Due to climate change, the “size and scale” of disasters is also changing, Shah added, and therefore, to tackle these, we will need new systems. Moreover, over the last decade, India has become a big power that needs to take into account the latest developments in technology when it comes to disasters, he said.

Shah claimed that the Union government has already approached all stakeholders as well as departments under the Union government, state governments and Union territories and even taken the advice of international organisations; the Bill reflects all this, he added.

Following Shah’s address in parliament, deputy chairperson of the Rajya Sabha Harivansh went through the Bill clause-by-clause and finally passed the Bill in the house.

An ‘eyewash’ and a disaster

The passage of the Bill in the Rajya Sabha is “a terrible development”, commented advocate Lara Jesani, national secretary of the People’s Union for Civil Liberties, who has also campaigned against the Bill.

Several environmental activists, civil society organisations and groups representing disaster-affected communities had opposed the Bill, and clearly the citizens’ objections have been overlooked, she told The Wire.

“The Bill is completely flawed, it required a thorough review and consultation with stakeholders.
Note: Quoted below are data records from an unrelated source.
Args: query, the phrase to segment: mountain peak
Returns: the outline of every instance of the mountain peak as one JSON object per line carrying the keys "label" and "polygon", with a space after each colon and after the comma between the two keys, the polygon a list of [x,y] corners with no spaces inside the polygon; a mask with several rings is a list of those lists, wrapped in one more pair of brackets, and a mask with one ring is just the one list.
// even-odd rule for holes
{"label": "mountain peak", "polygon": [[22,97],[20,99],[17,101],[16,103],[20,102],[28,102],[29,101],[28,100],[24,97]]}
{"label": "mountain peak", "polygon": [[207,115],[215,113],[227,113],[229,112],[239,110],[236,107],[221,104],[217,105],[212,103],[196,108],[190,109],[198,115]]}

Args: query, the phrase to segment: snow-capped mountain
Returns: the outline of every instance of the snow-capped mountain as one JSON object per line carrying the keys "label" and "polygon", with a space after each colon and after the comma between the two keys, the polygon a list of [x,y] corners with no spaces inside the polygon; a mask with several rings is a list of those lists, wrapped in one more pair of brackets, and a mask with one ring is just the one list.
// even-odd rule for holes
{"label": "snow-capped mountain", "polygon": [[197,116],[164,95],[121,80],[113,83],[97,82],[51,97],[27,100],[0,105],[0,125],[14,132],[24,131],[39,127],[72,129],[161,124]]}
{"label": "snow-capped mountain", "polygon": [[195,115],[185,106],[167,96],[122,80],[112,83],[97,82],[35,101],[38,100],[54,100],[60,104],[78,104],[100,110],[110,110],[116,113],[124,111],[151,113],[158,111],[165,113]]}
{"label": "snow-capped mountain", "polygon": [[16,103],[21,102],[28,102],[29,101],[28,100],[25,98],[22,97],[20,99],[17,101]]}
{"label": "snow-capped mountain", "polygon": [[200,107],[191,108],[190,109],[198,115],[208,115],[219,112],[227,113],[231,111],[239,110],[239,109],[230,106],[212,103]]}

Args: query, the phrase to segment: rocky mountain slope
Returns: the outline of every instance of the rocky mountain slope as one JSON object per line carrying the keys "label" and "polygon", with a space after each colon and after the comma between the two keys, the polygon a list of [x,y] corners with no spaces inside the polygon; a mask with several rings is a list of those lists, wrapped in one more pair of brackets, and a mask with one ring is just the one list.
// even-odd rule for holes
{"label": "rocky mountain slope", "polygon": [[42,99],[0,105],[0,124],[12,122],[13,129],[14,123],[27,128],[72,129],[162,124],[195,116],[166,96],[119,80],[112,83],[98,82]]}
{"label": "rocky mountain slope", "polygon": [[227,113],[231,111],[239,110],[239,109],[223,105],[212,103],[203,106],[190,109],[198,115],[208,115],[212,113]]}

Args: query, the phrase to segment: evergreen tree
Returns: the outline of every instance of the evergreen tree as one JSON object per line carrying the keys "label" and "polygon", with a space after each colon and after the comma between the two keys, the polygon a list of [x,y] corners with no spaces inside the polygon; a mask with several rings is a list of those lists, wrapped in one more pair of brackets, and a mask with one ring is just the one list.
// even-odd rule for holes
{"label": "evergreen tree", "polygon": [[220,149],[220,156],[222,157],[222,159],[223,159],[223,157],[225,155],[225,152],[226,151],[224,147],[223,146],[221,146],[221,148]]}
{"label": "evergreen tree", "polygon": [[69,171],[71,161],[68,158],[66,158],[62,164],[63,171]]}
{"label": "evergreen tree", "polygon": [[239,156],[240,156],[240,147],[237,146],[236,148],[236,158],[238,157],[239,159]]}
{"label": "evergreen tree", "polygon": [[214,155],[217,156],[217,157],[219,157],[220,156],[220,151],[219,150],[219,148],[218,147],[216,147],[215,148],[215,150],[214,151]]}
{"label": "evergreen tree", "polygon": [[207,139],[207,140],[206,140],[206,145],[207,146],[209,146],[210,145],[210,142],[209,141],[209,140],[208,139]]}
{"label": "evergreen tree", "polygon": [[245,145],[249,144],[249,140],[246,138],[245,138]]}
Why have those who have been facing the brunt of disasters had no say in the framing of the policy, at a time when our country is literally in the eye of the storm?” she asked.

“This is an opportunity lost to decentralise powers, funds and control over provisions to deal with disasters, which was desperately needed at the state and local level where these disasters take place,” Jesani told The Wire.

“From the impact of killer heat waves to loss of livelihoods due to slow-onset events, there are urgent issues that are affecting people that needed to be addressed in the policy. Loan relief and recognition of the right to compensation have been diluted at a time when people need it the most. It is unfortunate that such a problematic amendment was allowed to pass and instead an eyewash was presented in the parliament today.”

A statement by several citizens and environmental and civil society groups had raised alarm over several changes brought about by the Bill, including the deletion of a clause in the existing Disaster Management Act of 2005 that empowered the National Disaster Management Authority to grant loan relief to disaster-affected people, and the replacement of the word “compensation” with “relief”, which would ensure that affected individuals would not receive financial aid after experiencing disasters.